In 1938, German soldiers began moving into Austria. Immediately, they began implementing the Nazification of the once peaceful nation. The “Anschluss,” which was the creation of a German-Austrian State, was put to a vote in Franz’s village and he was the only one in his town to vote “no.” The authorities rejected his vote and claimed the vote was unanimous. However, Franz was now being watched by the Nazis.
It did not matter to Franz. He knew he must do the right thing and remained openly anti-Nazi. He joined the Third Order of St. Francis and began serving as a sacristan at the local parish. He managed to get several exemptions from military service. But time was not to be Franz’s friend.
In 1940, when he was 33, Franz was conscripted into the German army. He finished basic training but managed to stay out of the active service because he qualified for an exemption given to farmers. Back home he began to evaluate the morality of war and conscientious objection, even discussing the subject with his bishop.
And so it was that on February 23, 1943, Franz Jagerstatter was called to active duty. He and Franziska now had three daughters, the oldest only six. Franz stood faithful to his conscience and refused to fight for the godless Third Reich. He declared himself a “conscientious objector” and offered to serve as a paramedic. He was ignored. A priest from his town came to talk him into serving, but he refused. He was immediately put in prison.
Against all advice to stop resisting, Franz persisted in his opposition to the Nazis. Spiritual advisors pointed out his obligation to his family. Others noted the need to obey “legitimate” authorities. A friend told him, “Just say yes. You don’t even have to shoot straight. But take the oath.” Franz rejected all arguments. Atheistic Nazism could not be supported. He was determined to do the “right thing.”
Franz wrote, “Everyone tells me, of course, that I should not do what I am doing because of the danger of death. I believe it is better to sacrifice one’s life right away than to place oneself in the grave danger of committing sin and then dying.”
Franz Jagerstatter held fast to his principles. On July 6, 1943, he was tried and sentenced to death. On August 9, 1943, he was executed by guillotine at Brandenburg-Gorden prison. He was 36 years old.
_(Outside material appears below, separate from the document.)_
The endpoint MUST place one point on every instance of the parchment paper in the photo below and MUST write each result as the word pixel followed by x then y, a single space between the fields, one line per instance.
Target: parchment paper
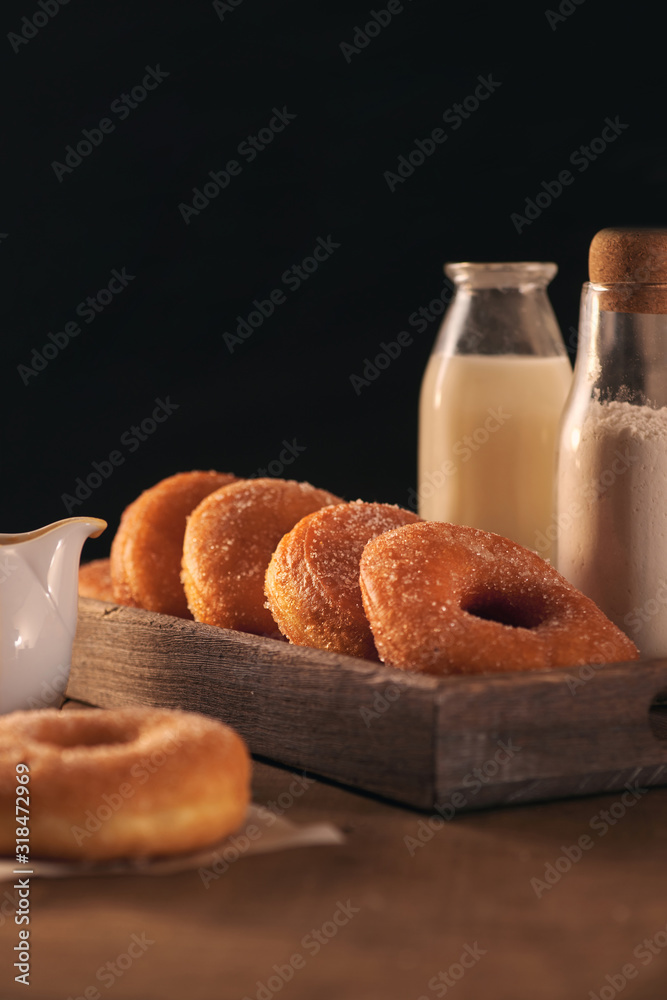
pixel 263 831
Franz Jagerstatter led an obscure life and his death was no different. But a priest by the name of Father Jochmann spoke to Franz right before his execution. He said later that Franz was the only saint he had ever met.
In 1964 the American sociologist Gordon Zahn wrote a book about Franz Jagerstatter titled In Solitary Witness. That was followed by the renowned Trappist Thomas Merton writing a chapter about Franz in one his books, Faith & Violence.
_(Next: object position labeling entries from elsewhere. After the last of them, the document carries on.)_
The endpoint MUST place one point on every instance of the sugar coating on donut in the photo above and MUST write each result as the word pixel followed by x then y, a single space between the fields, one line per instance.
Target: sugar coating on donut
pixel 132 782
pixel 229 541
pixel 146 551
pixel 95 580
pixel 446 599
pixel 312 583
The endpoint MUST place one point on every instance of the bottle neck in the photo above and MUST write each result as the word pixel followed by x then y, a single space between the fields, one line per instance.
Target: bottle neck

Eventually, a cause for canonization made its way to the Vatican. Benedict XVI recognized him a martyr in June of 2007. On October 27, 2007, Franz Jagerstatter was beatified at a ceremony celebrated by Cardinal Jose Saraiva Martins in Linz, Austria.
Franz believed that Jesus wanted him to do the “right thing.” He believed it so much he gave his life to do it. He is known as the patron of “conscientious objectors.”
Blessed Franz Jagerstatter, please pray for us.